We broke up with the Evangelical church.
For a while we tried to stay on good terms, but it didn’t appear that a friendship was going to work out either. As I found myself further and further away from the church that helped me discover the importance of Jesus, I decided I needed to express myself publicly.
I suspect if you are reading this, you might feel the same way, at least a little bit.
To be honest, I wish that everything that I needed to say had been said here.
In some ways that was easy to write. Those feelings are easy to feel. But that was an important place to begin. I am proud, in a tiny little way, to step in line with a long line of Godly prophets.
Because Those powers and principalities around us needed to be named as anti-Christs. But after this is done? I think it becomes time to focus on us. The folks who have broken up, the folks who have given up on the idea that we can be friends.
Because the thing is, most of the prophets did not do very well with introspection: Jonah clung to his prejudice even till the very last verse of his story. Elijah had an emotional breakdown after successes and miracles. John began to doubt Jesus as his circumstances turned difficult.
Aspiring prophets in our culture have an extra challenge. We are not very good at giving mourning and lament it’s due time.
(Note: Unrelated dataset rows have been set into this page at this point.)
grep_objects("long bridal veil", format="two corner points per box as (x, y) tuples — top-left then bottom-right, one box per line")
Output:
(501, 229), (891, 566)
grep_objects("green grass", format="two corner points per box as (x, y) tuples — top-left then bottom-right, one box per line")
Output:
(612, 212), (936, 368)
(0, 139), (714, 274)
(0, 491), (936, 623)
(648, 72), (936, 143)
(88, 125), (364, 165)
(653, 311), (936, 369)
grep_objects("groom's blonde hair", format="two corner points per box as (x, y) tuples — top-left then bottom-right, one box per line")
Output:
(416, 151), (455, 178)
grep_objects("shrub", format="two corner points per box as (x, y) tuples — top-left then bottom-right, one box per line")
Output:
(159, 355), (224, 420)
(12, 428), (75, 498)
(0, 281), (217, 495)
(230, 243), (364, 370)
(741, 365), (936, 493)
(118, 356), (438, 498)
Most of the time we try and rush these processes. But because we do, there is also a part of us that never moves on, never leaves the dead relationship in the past. All of us just keep looking back at the destruction, no matter how many people around us are turning into piles of salt.
As recently as twenty years ago, the term ‘deconstruction.’ was saved for obtuse philosophy courses. Now, it’s so much a part of our lexicon that we hear it on cooking shows! Deconstructing is largely the domain of the prophet. But if we end in deconstruction, all we do is walk among the wreckage of the Tower of Babel, never willing to move on, to try and create something new.
It’s kind of sad. I can describe myself as a post-evangelical. But all that does is describe where I was. It does say anything about where I am, or where I am going.
Where, my friends, is our reconstruction?
It may not be time for yours yet. But I think it’s time for mine. And the truth? The truth is I really don’t want to. It is easy and safe here in the wreckage. But there is nothing there for me anymore. So let’s walk up and out of the dust together.